O regime insistiu nessa frente de combate até a Rússia avançar com a proposta de uma cessação de hostilidades e serenar substancialmente os combates entre os aliados de Assad e as zonas rebeldes. A trégua — que se aguenta para além de todas as expectativas — permitiu ao regime e seus aliados mobilizarem recursos para começar uma grande ofensiva terrestre sobre o Estado Islâmico, uma batalha que o regime — mais do que qualquer outro — preferiu ignorar durante os últimos anos de guerra civil. A reconquista de Palmira, este fim-de-semana, é apenas o primeiro passo de uma campanha que tem tanto de militar como de propaganda.
O rumo para a derrota do Estado Islâmico na Síria já está traçado. O primeiro objectivo é defender Palmira dos presumíveis contra-ataques jihadistas. Os radicais perderam 400 homens nas três semanas de batalha, mais do que em qualquer outro momento, mas escaparam ainda com muitos veículos e meios antes de as forças sírias, iranianas e russas entrarem na cidade — Moscovo admite agora ter forças especiais no terreno. A seguir as forças leais a Damasco tentarão libertar al-Qaryatayn, onde os jihadistas chegaram em Agosto. Tentarão libertar aí o vasto território de deserto controlado pelos extremistas a sul de Palmira.
“Esse é o próximo objectivo do Exército, que tem igualmente os olhos postos em Sukhna”, reconhece um responsável militar sírio à AFP. Arrancar Sukhna das mãos dos jihadistas é crucial para que Assad e aliados possam avançar para as verdadeiras conquistas contra o Estado Islâmico: Deir Ezzor, onde tropas sírias estão cercadas pelos jihadistas; e Raqa, a sua autoproclamada capital. Fazê-lo destruiria as ligações do grupo com o Iraque e derrubaria quase por completo a presença dos jihadistas na Síria. O eixo Damasco-Irão-Rússia está decididamente na ofensiva, mas a batalha contra os jihadistas ficará mais difícil a partir de agora.

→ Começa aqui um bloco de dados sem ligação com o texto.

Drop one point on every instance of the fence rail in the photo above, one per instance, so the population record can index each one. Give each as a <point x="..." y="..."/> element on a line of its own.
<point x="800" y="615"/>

“O Estado Islâmico perdeu uma batalha, mas não perdeu necessariamente a guerra”, alerta Patrick Cockburn, no Independent. “Será difícil ao Exército sírio avançar para leste de Palmira, pelas zonas árabes de linha de dura, onde estará vulnerável a ataques de guerrilha”, explica o veterano jornalista, especializado no Médio Oriente. As ofensivas sobre Raqa e Deir Ezzor, todavia, parecem estar ainda longe. Mas enquanto Assad prepara a frente de combate que o pode sagrar salvador da Síria, o regime e seus aliados aproveitam o capital político de terem reconquistado uma cidade Património da Humanidade das mãos de um grupo jihadista que fazia o seu melhor a publicitar a sua mutilação.
O Le Monde sugere no seu editorial desta terça-feira que Assad sai “consolidado” pela vitória de Palmira e que, enquanto existir um Estado Islâmico, os Estados sírio e iraquiano são os únicos que “dispõem de um mínimo de legitimidade de entre todas as comunidades que compõem esses países complexos”. Para além dos títulos triunfantes nos países aliados — “A libertação de Palmira prova ao Ocidente que Assad combate pela civilização”, lia-se esta terça-feira na Sputnik, controlada pelo Estado russo — o triunfo simbólico de Assad talvez se possa ler no silêncio da maioria dos líderes europeus e, mais evidentemente do Presidente norte-americano, que pouco ou nada disseram sobre a reconquista do património de Palmira.